Siva Sai


2021

pdf
Towards Offensive Language Identification for Dravidian Languages
Siva Sai | Yashvardhan Sharma
Proceedings of the First Workshop on Speech and Language Technologies for Dravidian Languages

Offensive speech identification in countries like India poses several challenges due to the usage of code-mixed and romanized variants of multiple languages by the users in their posts on social media. The challenge of offensive language identification on social media for Dravidian languages is harder, considering the low resources available for the same.
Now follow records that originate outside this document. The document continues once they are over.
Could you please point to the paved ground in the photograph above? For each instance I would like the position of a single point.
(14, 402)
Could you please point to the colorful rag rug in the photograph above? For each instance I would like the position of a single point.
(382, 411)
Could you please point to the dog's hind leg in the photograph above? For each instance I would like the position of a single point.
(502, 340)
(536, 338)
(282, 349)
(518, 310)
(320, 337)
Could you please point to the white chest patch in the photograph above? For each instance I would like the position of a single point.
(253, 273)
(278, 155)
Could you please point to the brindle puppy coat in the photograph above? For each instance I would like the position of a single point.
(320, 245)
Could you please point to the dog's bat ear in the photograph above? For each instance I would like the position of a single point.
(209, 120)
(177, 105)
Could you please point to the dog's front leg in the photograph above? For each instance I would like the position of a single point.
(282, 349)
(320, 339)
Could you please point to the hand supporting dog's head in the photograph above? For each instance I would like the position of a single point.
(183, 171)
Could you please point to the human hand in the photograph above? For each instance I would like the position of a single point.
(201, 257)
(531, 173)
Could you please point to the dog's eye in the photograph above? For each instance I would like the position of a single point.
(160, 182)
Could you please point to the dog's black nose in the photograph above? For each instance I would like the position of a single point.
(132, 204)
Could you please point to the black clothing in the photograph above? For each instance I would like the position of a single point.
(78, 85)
In this paper, we explored the zero-shot learning and few-shot learning paradigms based on multilingual language models for offensive speech detection in code-mixed and romanized variants of three Dravidian languages - Malayalam, Tamil, and Kannada. We propose a novel and flexible approach of selective translation and transliteration to reap better results from fine-tuning and ensembling multilingual transformer networks like XLMRoBERTa and mBERT. We implemented pretrained, fine-tuned, and ensembled versions of XLM-RoBERTa for offensive speech classification. Further, we experimented with interlanguage, inter-task, and multi-task transfer learning techniques to leverage the rich resources available for offensive speech identification in the English language and to enrich the models with knowledge transfer from related tasks. The proposed models yielded good results and are promising for effective offensive speech identification in low resource settings.

2020

pdf
Siva at WNUT-2020 Task 2: Fine-tuning Transformer Neural Networks for Identification of Informative Covid-19 Tweets
Siva Sai
Proceedings of the Sixth Workshop on Noisy User-generated Text (W-NUT 2020)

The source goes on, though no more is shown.